— Женщина, — прочитала я.
— Мария, — сказал он.
Джейк нарисовал женский символ на фото оссуария Марии, потом перевернул страницу в папке.
— Антропологи предполагают, что лет этой даме было довольно много. Больше шестидесяти пяти.
Он сделал пометку и назвал следующий номер.
— Женщина, — сказала я.
— Мириам. Или просто Мария, — сказал Джейк, заглядывая в папку. — Взрослая.
Значок на фотографии и номер.
— Мужчина, — произнесла я.
— Иуда, сын Иисуса. От двадцати пяти до сорока лет.
Следующий номер.
— Женщина.
— Саломея. Тоже старая.
Одну задругой мы подписали каждую фотографию. Мария. Мария. Иосиф. Матфей. Иуда. Саломея. Иисус. В каждом случае пол, предполагаемый ядерной ДНК, соответствовал надписи на оссуарии. Или наоборот.
Останки, найденные на полу гробницы, принадлежали одному мужчине и одной женщине.
Мы с Джейком смотрели друг на друга. Никто из нас не произнес ни слова. Все сходилось. Семейная гробница Иисуса.
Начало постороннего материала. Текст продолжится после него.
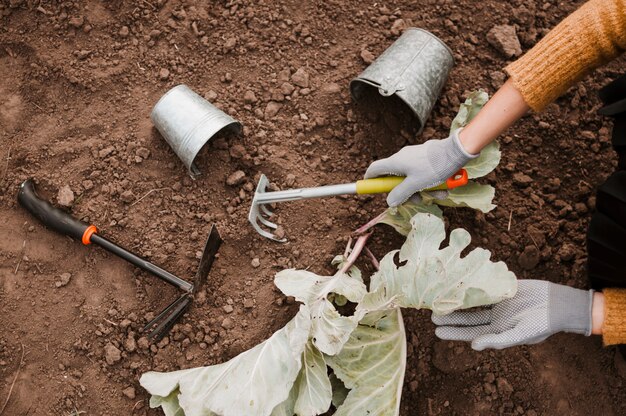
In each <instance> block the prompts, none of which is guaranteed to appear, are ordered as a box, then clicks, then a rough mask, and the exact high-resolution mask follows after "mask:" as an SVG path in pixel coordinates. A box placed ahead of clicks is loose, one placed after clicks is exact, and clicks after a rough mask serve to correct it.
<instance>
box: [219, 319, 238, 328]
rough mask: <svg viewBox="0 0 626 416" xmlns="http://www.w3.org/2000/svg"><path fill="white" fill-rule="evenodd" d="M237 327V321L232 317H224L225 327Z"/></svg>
mask: <svg viewBox="0 0 626 416" xmlns="http://www.w3.org/2000/svg"><path fill="white" fill-rule="evenodd" d="M234 327H235V323H234V322H233V320H232V319H230V318H224V320H223V321H222V328H224V329H233V328H234Z"/></svg>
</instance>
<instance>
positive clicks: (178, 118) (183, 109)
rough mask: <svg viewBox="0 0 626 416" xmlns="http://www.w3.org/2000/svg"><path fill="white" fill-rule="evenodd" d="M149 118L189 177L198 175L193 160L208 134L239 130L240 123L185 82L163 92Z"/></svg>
mask: <svg viewBox="0 0 626 416" xmlns="http://www.w3.org/2000/svg"><path fill="white" fill-rule="evenodd" d="M150 118H151V119H152V122H153V123H154V126H155V127H156V128H157V130H158V131H159V133H161V135H162V136H163V138H165V140H166V141H167V142H168V143H169V145H170V146H171V148H172V149H173V150H174V152H176V154H177V155H178V157H179V158H180V160H182V161H183V163H184V164H185V166H187V169H188V170H189V173H190V174H191V176H197V175H199V174H200V170H199V169H198V168H197V167H196V165H195V164H194V160H195V158H196V156H197V155H198V153H199V152H200V149H202V147H203V146H204V145H205V144H206V143H207V142H208V141H209V140H210V139H211V137H213V136H214V135H215V134H217V133H218V132H220V131H223V130H230V131H232V132H233V133H236V134H239V133H240V132H241V123H239V122H238V121H237V120H235V119H234V118H232V117H230V116H229V115H228V114H226V113H224V112H223V111H222V110H220V109H219V108H217V107H215V106H214V105H212V104H211V103H209V102H208V101H207V100H205V99H204V98H202V97H201V96H199V95H198V94H196V93H195V92H193V91H192V90H191V89H190V88H189V87H187V86H186V85H184V84H181V85H177V86H176V87H174V88H172V89H171V90H169V91H168V92H166V93H165V95H163V97H161V99H160V100H159V101H158V102H157V103H156V105H155V106H154V108H153V109H152V113H151V114H150Z"/></svg>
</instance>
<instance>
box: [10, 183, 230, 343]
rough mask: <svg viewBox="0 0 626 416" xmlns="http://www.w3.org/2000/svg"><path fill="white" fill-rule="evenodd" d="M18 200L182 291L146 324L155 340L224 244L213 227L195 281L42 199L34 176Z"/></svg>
mask: <svg viewBox="0 0 626 416" xmlns="http://www.w3.org/2000/svg"><path fill="white" fill-rule="evenodd" d="M17 200H18V202H19V203H20V205H21V206H22V207H24V208H25V209H26V210H27V211H28V212H30V213H31V214H32V215H33V216H35V217H36V218H37V219H38V220H39V221H41V223H42V224H44V225H45V226H46V227H48V228H51V229H53V230H54V231H56V232H58V233H61V234H64V235H67V236H69V237H72V238H75V239H77V240H80V241H82V243H83V244H85V245H89V244H91V243H93V244H96V245H98V246H100V247H102V248H104V249H105V250H107V251H108V252H110V253H113V254H115V255H116V256H118V257H121V258H123V259H124V260H126V261H128V262H129V263H131V264H133V265H134V266H137V267H139V268H140V269H142V270H145V271H147V272H148V273H151V274H153V275H154V276H156V277H158V278H159V279H161V280H164V281H166V282H167V283H169V284H171V285H172V286H175V287H177V288H178V289H180V290H181V291H183V293H182V294H181V295H180V296H179V297H178V298H177V299H176V300H174V301H173V302H172V303H171V304H170V305H168V306H167V307H166V308H165V309H164V310H163V311H162V312H161V313H159V314H158V315H157V316H156V317H155V318H154V319H153V320H152V321H150V322H148V324H147V325H146V326H145V327H144V331H148V337H149V338H150V339H153V340H159V339H161V338H163V336H165V334H167V332H168V331H169V330H170V329H171V327H172V326H173V325H174V324H175V323H176V321H177V320H178V319H179V318H180V317H181V316H182V315H183V314H184V313H185V311H186V310H187V308H188V307H189V306H190V305H191V302H192V301H193V294H194V293H195V291H196V290H197V289H198V287H199V286H200V285H201V284H202V283H203V282H204V280H205V279H206V276H207V275H208V274H209V271H210V269H211V265H212V264H213V260H214V259H215V254H216V253H217V250H218V249H219V247H220V245H221V243H222V239H221V237H220V235H219V233H218V231H217V228H216V227H215V226H212V227H211V231H210V233H209V237H208V238H207V241H206V244H205V247H204V252H203V253H202V257H201V260H200V266H199V267H198V272H197V273H196V277H195V282H194V284H192V283H189V282H188V281H186V280H183V279H181V278H180V277H177V276H175V275H173V274H172V273H170V272H168V271H167V270H163V269H162V268H160V267H158V266H156V265H154V264H152V263H150V262H149V261H147V260H145V259H142V258H141V257H139V256H137V255H135V254H133V253H131V252H130V251H128V250H126V249H124V248H122V247H120V246H119V245H117V244H115V243H113V242H112V241H110V240H107V239H106V238H104V237H102V236H101V235H99V234H98V233H97V228H96V226H95V225H90V224H86V223H84V222H82V221H79V220H77V219H76V218H74V217H72V216H71V215H70V214H68V213H67V212H65V211H63V210H61V209H59V208H57V207H55V206H53V205H51V204H50V203H49V202H48V201H44V200H43V199H41V198H39V196H38V195H37V192H36V191H35V184H34V182H33V180H32V179H27V180H26V181H24V182H23V183H22V184H21V185H20V189H19V191H18V194H17Z"/></svg>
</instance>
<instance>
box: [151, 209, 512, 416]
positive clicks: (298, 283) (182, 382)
mask: <svg viewBox="0 0 626 416" xmlns="http://www.w3.org/2000/svg"><path fill="white" fill-rule="evenodd" d="M410 223H411V230H410V232H409V233H408V235H407V239H406V241H405V243H404V244H403V245H402V247H401V248H400V250H394V251H391V252H390V253H388V254H387V255H386V256H385V257H384V258H383V259H382V260H381V262H380V269H379V270H378V271H377V272H376V273H374V274H373V275H372V276H371V277H370V285H369V286H370V287H369V288H368V287H367V286H366V285H365V283H364V281H363V279H362V275H361V272H360V271H359V270H358V269H357V268H356V267H355V266H350V267H349V269H348V270H347V271H343V267H345V265H340V267H341V269H340V270H338V271H337V273H335V274H334V275H333V276H321V275H317V274H315V273H313V272H310V271H307V270H295V269H288V270H283V271H281V272H279V273H277V274H276V277H275V279H274V282H275V284H276V286H277V287H278V288H279V289H280V290H281V291H282V292H283V293H284V294H285V295H288V296H293V297H295V298H296V300H298V301H299V302H301V303H302V305H301V307H300V310H299V312H298V313H297V314H296V316H295V317H294V318H293V319H292V320H291V321H290V322H289V323H288V324H287V325H286V326H285V327H284V328H282V329H280V330H279V331H277V332H276V333H275V334H274V335H272V337H270V338H269V339H268V340H266V341H265V342H263V343H261V344H259V345H257V346H256V347H254V348H252V349H251V350H248V351H246V352H244V353H242V354H240V355H238V356H237V357H235V358H233V359H231V360H230V361H228V362H226V363H223V364H218V365H214V366H208V367H200V368H192V369H188V370H180V371H174V372H169V373H158V372H148V373H146V374H144V375H143V376H142V377H141V380H140V383H141V385H142V386H143V387H144V388H145V389H146V390H147V391H148V392H149V393H150V394H151V395H152V398H151V400H150V404H151V406H152V407H157V406H161V407H162V409H163V411H164V412H165V415H166V416H182V415H185V416H207V415H211V416H213V415H220V416H241V415H258V416H263V415H266V416H278V415H289V416H293V415H299V416H305V415H306V416H313V415H319V414H323V413H325V412H327V411H328V410H329V409H330V406H331V404H334V405H335V406H336V411H335V415H338V416H340V415H366V414H371V415H397V414H399V406H400V398H401V392H402V384H403V379H404V373H405V368H406V335H405V330H404V326H403V324H402V313H401V308H402V307H406V308H418V309H422V308H425V309H431V310H432V311H433V312H434V313H437V314H447V313H450V312H452V311H455V310H458V309H462V308H469V307H475V306H482V305H489V304H492V303H495V302H499V301H501V300H503V299H506V298H510V297H512V296H513V295H514V294H515V291H516V289H517V282H516V279H515V275H514V274H513V273H512V272H511V271H509V270H508V269H507V267H506V265H505V264H504V263H502V262H497V263H495V262H492V261H491V260H490V253H489V251H487V250H484V249H481V248H476V249H474V250H472V251H470V252H469V254H467V255H466V256H464V257H461V252H462V251H463V250H465V249H466V248H467V246H468V245H469V243H470V240H471V238H470V236H469V233H468V232H467V231H465V230H462V229H456V230H453V231H452V232H451V233H450V237H449V242H450V243H449V245H448V246H447V247H443V248H442V247H441V244H442V242H443V240H444V239H445V237H446V233H445V230H444V223H443V220H442V219H440V218H439V217H437V216H435V215H432V214H425V213H418V214H416V215H415V216H414V217H413V218H411V220H410ZM396 258H398V259H399V261H400V262H401V263H402V265H397V264H396ZM330 295H340V296H343V297H345V298H346V299H348V300H349V301H351V302H353V303H355V304H356V308H355V312H354V314H353V315H350V316H344V315H342V314H340V313H339V311H338V310H337V308H336V306H335V304H333V302H331V301H330V300H329V296H330ZM330 374H332V377H331V376H330Z"/></svg>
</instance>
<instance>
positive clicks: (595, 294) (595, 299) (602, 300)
mask: <svg viewBox="0 0 626 416" xmlns="http://www.w3.org/2000/svg"><path fill="white" fill-rule="evenodd" d="M603 328H604V294H603V293H602V292H595V293H594V294H593V304H592V305H591V333H592V334H594V335H602V332H603V331H602V329H603Z"/></svg>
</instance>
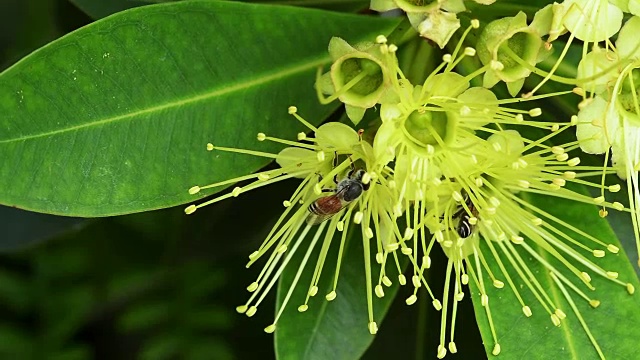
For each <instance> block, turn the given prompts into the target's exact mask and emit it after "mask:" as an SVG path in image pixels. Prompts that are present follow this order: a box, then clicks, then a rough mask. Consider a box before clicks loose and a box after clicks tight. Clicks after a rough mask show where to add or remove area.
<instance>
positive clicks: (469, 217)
mask: <svg viewBox="0 0 640 360" xmlns="http://www.w3.org/2000/svg"><path fill="white" fill-rule="evenodd" d="M464 196H465V199H464V203H465V205H467V208H468V209H469V211H470V212H467V210H465V208H464V207H462V206H461V207H460V209H459V210H458V211H457V212H456V213H455V214H453V218H454V219H455V218H458V219H459V220H458V225H457V226H456V232H457V233H458V236H460V238H462V239H465V238H468V237H469V236H471V234H473V230H474V225H472V224H471V223H470V222H469V219H470V218H471V217H477V216H478V209H476V207H475V206H474V205H473V201H471V198H470V197H469V194H467V193H464Z"/></svg>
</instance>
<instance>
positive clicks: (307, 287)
mask: <svg viewBox="0 0 640 360" xmlns="http://www.w3.org/2000/svg"><path fill="white" fill-rule="evenodd" d="M354 230H355V231H353V233H352V234H350V236H348V238H347V241H348V243H347V244H346V245H345V249H346V250H345V254H344V257H343V259H342V265H341V268H340V277H339V280H338V288H337V291H336V293H337V297H336V298H335V300H333V301H327V300H326V299H325V295H326V294H328V293H329V292H331V291H332V289H333V279H334V272H335V269H336V260H337V258H338V251H337V250H338V248H339V246H340V235H341V234H340V233H337V234H336V235H335V237H334V239H333V241H332V243H331V248H330V250H329V254H328V255H327V260H326V261H325V263H324V267H323V273H322V278H321V280H320V283H319V285H318V287H319V291H318V294H317V295H316V296H315V297H312V298H311V299H310V301H309V305H308V306H309V308H308V310H307V311H305V312H303V313H300V312H298V311H297V307H298V306H299V305H302V304H303V303H304V300H305V297H306V294H307V292H308V290H309V284H310V281H311V276H312V275H313V272H314V268H315V264H316V261H315V260H310V261H309V262H308V263H307V265H306V266H305V268H304V271H303V273H302V276H301V278H300V281H299V282H298V285H297V287H296V289H295V291H294V292H293V295H292V297H291V300H290V301H289V304H288V305H287V308H286V309H285V311H284V313H283V315H282V318H281V319H280V320H279V321H278V325H277V329H276V333H275V344H276V356H277V358H278V359H280V360H289V359H296V360H297V359H300V360H303V359H305V360H306V359H336V360H337V359H359V358H360V357H361V356H362V354H364V352H365V351H366V350H367V348H368V347H369V345H370V344H371V342H372V341H373V340H374V338H375V337H374V336H373V335H371V334H370V333H369V331H368V328H367V324H368V323H369V320H368V315H367V314H368V312H367V297H366V294H367V293H366V281H365V267H364V257H363V246H362V236H361V234H360V233H359V231H360V229H359V228H354ZM310 241H311V236H309V238H308V239H306V240H305V243H304V244H307V245H308V244H309V242H310ZM304 244H303V245H301V249H300V250H298V251H299V252H300V253H299V254H296V255H297V256H296V257H294V258H293V260H292V261H291V262H290V263H289V264H288V266H287V267H286V269H285V270H284V271H283V273H282V277H281V280H280V282H279V285H278V304H281V303H282V301H283V299H284V296H285V295H286V293H287V291H288V290H289V287H290V284H291V282H292V281H293V278H294V276H295V274H296V272H297V271H298V266H299V264H300V261H301V258H302V255H303V252H305V251H306V247H305V246H304ZM319 248H320V245H317V246H316V249H315V255H313V254H312V255H311V257H310V259H317V253H318V249H319ZM298 255H299V256H298ZM401 260H406V256H402V257H401ZM403 264H404V265H406V262H404V263H403ZM404 265H403V266H404ZM371 266H372V267H373V268H374V269H376V268H379V266H378V265H377V263H376V262H375V260H373V259H371ZM394 268H395V264H392V263H387V271H388V272H389V273H395V269H394ZM372 277H373V279H374V280H373V281H375V282H376V283H377V279H378V271H373V274H372ZM392 281H393V284H392V286H391V287H384V293H385V295H384V297H383V298H381V299H378V298H377V297H376V296H375V295H373V306H374V319H375V320H376V322H377V324H378V327H380V326H384V324H382V320H383V318H384V316H385V315H386V313H387V310H388V309H389V306H391V303H392V302H393V299H394V298H395V295H396V293H397V291H398V287H399V285H398V281H397V278H394V279H392ZM373 286H375V284H373Z"/></svg>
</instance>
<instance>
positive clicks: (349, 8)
mask: <svg viewBox="0 0 640 360" xmlns="http://www.w3.org/2000/svg"><path fill="white" fill-rule="evenodd" d="M69 1H71V2H72V3H74V4H75V5H76V6H77V7H79V8H80V9H82V11H84V12H85V13H86V14H87V15H89V16H91V17H92V18H94V19H101V18H103V17H107V16H109V15H111V14H115V13H117V12H119V11H124V10H127V9H131V8H134V7H138V6H143V5H149V4H151V3H164V2H170V1H185V0H145V1H135V0H109V1H104V0H69ZM238 1H244V2H252V3H262V4H271V5H289V6H305V7H314V8H318V9H327V10H334V11H336V10H338V11H356V10H362V9H367V8H368V7H369V1H368V0H283V1H278V0H253V1H252V0H238Z"/></svg>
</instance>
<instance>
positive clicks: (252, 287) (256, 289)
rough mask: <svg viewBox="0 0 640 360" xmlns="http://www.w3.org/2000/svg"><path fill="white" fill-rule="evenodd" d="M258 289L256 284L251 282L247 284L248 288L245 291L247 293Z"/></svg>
mask: <svg viewBox="0 0 640 360" xmlns="http://www.w3.org/2000/svg"><path fill="white" fill-rule="evenodd" d="M257 289H258V283H257V282H255V281H254V282H252V283H251V284H249V286H247V291H248V292H254V291H256V290H257Z"/></svg>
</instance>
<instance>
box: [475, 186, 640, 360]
mask: <svg viewBox="0 0 640 360" xmlns="http://www.w3.org/2000/svg"><path fill="white" fill-rule="evenodd" d="M574 189H578V190H577V191H578V192H581V193H585V194H588V192H586V190H585V188H584V187H577V186H576V187H575V188H574ZM527 197H528V200H529V201H530V202H531V203H533V204H534V205H535V206H537V207H539V208H541V209H544V210H545V211H547V212H549V213H551V214H553V215H554V216H557V217H559V218H561V219H563V220H564V221H566V222H567V223H569V224H572V225H573V226H576V227H577V228H579V229H581V230H582V231H585V232H586V233H588V234H591V235H593V236H595V237H596V238H598V239H601V240H603V241H604V242H605V243H612V244H614V245H616V246H618V247H620V252H619V253H618V254H611V253H609V252H607V254H606V256H605V257H604V258H601V259H596V258H594V257H593V256H592V255H591V254H589V253H588V252H586V251H582V252H581V253H583V254H586V255H585V256H586V257H588V258H589V259H591V260H592V261H594V262H595V263H597V264H598V265H600V266H601V267H602V268H603V269H605V270H607V271H616V272H618V273H619V278H618V279H619V280H621V281H622V282H623V283H627V282H628V283H631V284H632V285H633V286H634V287H635V288H636V289H637V288H638V287H639V284H638V279H637V278H636V276H635V273H634V269H633V267H632V265H631V264H630V263H629V260H628V258H627V257H626V255H625V254H624V250H622V247H621V246H620V242H619V241H618V239H617V238H616V236H615V234H614V233H613V231H612V229H611V228H610V227H609V224H608V222H607V221H606V220H605V219H602V218H600V217H599V215H598V209H597V207H595V206H593V205H589V204H582V203H575V202H572V201H568V200H561V199H558V198H553V197H548V196H540V195H527ZM611 211H614V210H611ZM559 229H560V230H562V231H564V232H566V233H567V234H569V235H570V236H572V237H574V238H575V239H578V240H579V241H584V239H583V238H582V237H580V236H579V235H577V234H575V233H573V232H571V231H570V230H567V229H564V228H561V227H559ZM525 241H526V240H525ZM481 248H482V251H483V253H484V254H490V252H489V250H488V249H487V247H486V245H484V246H482V247H481ZM518 250H522V249H518ZM519 253H520V255H521V256H522V258H523V259H524V261H525V262H526V264H527V266H528V267H529V268H530V269H531V271H532V272H533V274H535V275H536V278H537V279H538V280H539V281H540V283H541V285H542V287H543V288H544V289H545V290H546V292H547V293H548V294H549V296H550V297H551V299H552V300H553V301H554V302H555V303H557V304H558V307H559V308H560V309H562V310H563V311H564V312H565V313H566V315H567V318H566V319H564V320H562V324H561V326H560V327H555V326H553V324H552V322H551V319H550V316H549V314H548V313H546V312H545V311H544V309H543V308H542V306H541V305H540V304H539V302H538V301H537V300H536V299H535V297H534V296H533V295H532V293H531V292H530V291H528V289H527V287H526V286H525V283H524V282H523V281H522V279H521V278H520V277H519V276H518V275H517V273H516V272H515V271H514V268H513V267H512V266H510V265H509V264H508V260H507V259H506V257H505V256H504V255H502V254H501V259H502V261H503V263H505V266H506V269H507V272H508V273H509V274H510V275H511V277H512V279H513V280H514V283H515V286H516V288H517V289H518V290H519V292H520V294H521V295H522V297H523V299H524V302H525V304H526V305H528V306H530V307H531V310H532V313H533V316H532V317H530V318H527V317H526V316H525V315H524V314H523V312H522V310H521V306H520V304H519V303H518V301H517V299H516V297H515V296H514V294H513V292H512V291H511V289H510V288H509V285H505V287H504V288H503V289H496V288H494V287H492V286H491V285H490V284H491V281H490V280H489V278H488V277H487V276H486V272H485V273H484V274H485V284H488V285H487V292H488V295H489V305H490V308H491V311H492V315H493V322H494V324H495V328H496V331H497V336H498V341H499V343H500V345H501V348H502V352H501V354H500V356H498V357H495V358H496V359H549V358H558V359H581V360H582V359H598V358H599V356H598V353H597V352H596V350H595V348H594V346H593V344H592V342H591V341H590V340H589V338H588V336H587V333H586V331H585V330H584V328H583V326H582V325H581V323H580V321H579V320H578V318H577V317H576V314H575V312H574V311H573V310H572V307H571V306H570V305H569V303H568V302H567V300H566V298H565V296H564V295H563V293H562V291H561V289H560V288H559V287H558V286H557V285H556V284H555V282H554V281H553V279H552V278H551V277H550V275H549V270H547V269H546V268H545V267H544V266H542V265H541V264H540V263H539V262H538V261H536V260H535V259H534V258H533V257H532V256H531V255H529V254H528V253H526V252H525V251H519ZM539 253H541V254H542V257H543V258H544V259H546V260H547V261H549V262H550V263H551V264H552V265H553V266H554V267H555V268H556V269H557V270H559V271H560V273H562V274H563V275H565V276H566V277H567V278H568V279H571V280H572V282H573V283H574V284H576V286H577V287H578V288H579V289H580V290H581V291H583V292H584V293H585V294H587V295H588V296H590V297H591V298H593V299H597V300H599V301H601V305H600V306H599V307H597V308H595V309H594V308H592V307H591V306H590V305H589V304H588V302H587V301H586V300H584V299H582V298H581V297H579V296H578V295H577V293H575V292H574V291H572V290H571V289H570V288H568V287H567V285H564V287H565V288H566V290H567V292H568V293H569V295H570V296H571V299H572V301H573V302H574V303H575V305H576V308H577V309H578V310H579V313H580V314H581V316H582V317H583V318H584V320H585V322H586V324H587V326H588V329H589V330H590V332H591V333H592V334H593V336H594V338H595V339H596V342H597V343H598V344H599V346H600V348H601V349H602V352H603V354H604V356H605V357H606V358H608V359H631V358H635V357H636V356H637V348H636V346H635V344H634V342H633V341H629V339H635V338H638V337H639V336H640V329H639V328H638V327H635V326H621V324H636V323H638V322H639V321H640V312H639V311H638V308H640V298H639V297H638V295H637V294H636V295H629V294H628V293H627V291H626V289H625V287H624V286H622V285H618V284H615V283H613V282H611V281H609V280H606V279H604V278H602V277H600V276H598V275H597V274H595V272H594V271H592V270H588V269H585V267H584V266H582V265H579V264H574V265H576V266H577V267H578V268H579V269H581V271H583V270H584V271H587V272H588V273H589V274H590V275H591V278H592V280H593V281H592V284H593V285H594V286H595V287H596V289H597V290H596V291H590V290H588V289H587V288H586V287H585V286H584V285H583V284H582V283H581V282H580V280H578V279H577V278H576V276H575V275H573V274H572V273H570V272H569V271H568V270H567V269H566V268H565V267H564V266H563V265H561V264H559V263H558V262H557V261H554V260H555V259H553V258H552V256H551V255H549V254H547V253H545V252H542V251H541V252H539ZM487 261H488V262H489V264H490V268H491V270H492V271H493V272H494V274H502V272H501V271H500V269H499V267H498V266H497V264H496V262H495V261H494V260H493V258H492V257H491V256H489V259H488V260H487ZM497 277H499V278H501V280H503V281H505V278H504V276H497ZM505 284H507V282H506V281H505ZM472 295H473V302H474V306H475V309H476V318H477V319H478V323H479V327H480V331H481V333H482V335H483V338H484V339H485V341H484V343H485V347H486V350H487V354H489V357H490V358H494V356H493V355H490V354H491V351H492V349H493V340H492V338H491V333H490V328H489V324H488V322H487V318H486V315H485V310H484V308H483V307H482V306H481V302H480V298H479V296H478V295H479V291H478V289H477V288H476V287H473V288H472Z"/></svg>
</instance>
— Что можно сказать о родственных связях? — спросил Джейк.
Я заглянула в отчет по митохондриальной ДНК.
— Если помнишь, результаты этого анализа показывают только наличие связи по матери. Мать — дочь. Мать — сын. Дети от одной матери, братья и сестры этой матери и так далее. Итак, начнем. Мириам и Саломея — родственницы. Мария — тоже.
Джейк сделал пометки на трех снимках.
— Иосиф — член семьи. И Иуда.
Еще несколько записей.
— Мужчина, чьи останки находились на полу, также является их родственником.
— У него одинаковая митохондриальная ДНК с Мириам, Саломеей, Марией, Иосифом и Иудой?
— Да, — сказала я. — А у лежавшей рядом с ним женщины ДНК отлична. Впрочем, в этом нет ничего странного. Она могла просто приходиться кому-то женой. Поскольку женщина является родственницей только по браку, а не по крови, то и ее ДНК, и ДНК ее детей, если они были, идентична ДНК материнской линии.
— Ничего от отца.
— Митохондриальная ДНК не рекомбинируется, а переходит от матери.
— Понятно.
— ДНК Матфея также уникальна. Но если его мать была из другой семьи, у него осталась ее митохондриальная ДНК, а не отцовская.
— Возможно, он чей-то двоюродный брат.
— Да. — Я посмотрела на Джейка. — Останки Иисуса сохранились слишком плохо, чтобы можно было определить ДНК. Установить родственную связь с кем-либо не удалось.
Драм набросал фамильное древо.
— Все сходится. Старшая Мария — это мать. — Джейк нарисовал круг и вписал в него имя. От круга вниз отходили четыре стрелки. — Саломея. Мириам. Иосиф. Иисус. Четверо из семи детей Марии.
Надпись: «Иуда, сын Иисуса». Безумная теория Донована Джойса. Иисус выжил, женился и стал отцом ребенка. Мы снова к этому вернулись? Нет, невозможно.
— А как же Иуда? — спросила я.
Джейк поднял брови, словно удивляясь моей бестолковости.
— Хочешь сказать, что Иисус выжил и стал отцом? — проговорила я. — Ты же сам говорил о трех фундаментальных доктринах католической церкви — непорочном зачатии, воскрешении и обете безбрачия.
Драм насупился.
— Нет, Джейк, — покачала я головой. — Такого не может быть. У Иуды — ДНК, которая связывает его с женщинами из гробницы. Со старшей Марией, Мириам и Саломеей. Если бы он был сыном Иисуса, то у него осталась бы именно материнская ДНК.